Comme toujours, il est peu probable qu'une génération d'escroqués puisse mieux vivre que celle qui l'escroque...
Dans les pays du Nord, l'insertion dans la vie active est à la fois plus longue et plus souple. Elle laisse un espace important à une détermination progressive du jeune, à son développement personnel. Cela passe par une indépendance très précoce, soutenue par des aides importantes de l'État. Dans les pays du Sud, l'Italie, l'Espagne, la situation est complètement inverse. Les jeunes, confrontés très durement à la crise, vivent une précarité de très longue durée et partent de plus en plus tard de chez leurs parents : 28 ans en moyenne, contre 20 dans les pays scandinaves. Le modèle "libéral", du Royaume-Uni, du Canada, des États-Unis, est, lui, très différent. La jeunesse est beaucoup plus courte : il faut "s'assumer" très tôt et par ses propres moyens, ce qui explique que les études soient souvent bien plus courtes que chez nous. Avec la crise, ces pays voient ainsi des jeunes arriver sur le marché du travail déjà surendettés, et ne trouvant pas d'emploi pour faire face.
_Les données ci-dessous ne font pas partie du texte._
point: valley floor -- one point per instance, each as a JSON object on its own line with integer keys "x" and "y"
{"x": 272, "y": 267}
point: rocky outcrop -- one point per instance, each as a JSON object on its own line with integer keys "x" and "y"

On va surement trouver le moyen de cumuler modèle anglo-saxon plus modèle des PIIGS chez nous
Tiens encore hier, un collègue qui me parlait d'un repas de famille où les vieux attablés, tous avec 5 appartements en location, râlaient contre le 5ème locataire qui ne payait pas son loyer... Surement 2000€ de revenu par mois, en plus de la retraite, à profiter d'un patrimoine acquis par le forçage dans la bouche des jeunes de leur Ponzi et de leur dette odieuse...
Le voilà le si merveilleux modèle français...
Ils vont se le manger à leur tour leur mai 68

Mais cette fois ils auront le rôle des vieux cons. Ils l'auront pas volé... Et dire que ce sont les mêmes qui ont chanté
ça en leur temps... Quelle génération d'escrocs
Mais pour ça, faudrait que les jeunes soient foutus d'avoir une pensée par eux mêmes et arrêtent de gober tout cru les conneries des moustachus papy boomers, qui leur vendent la lutte des classes et leur "sôlidarité" unilatérale qui finit toujours dans leurs poches.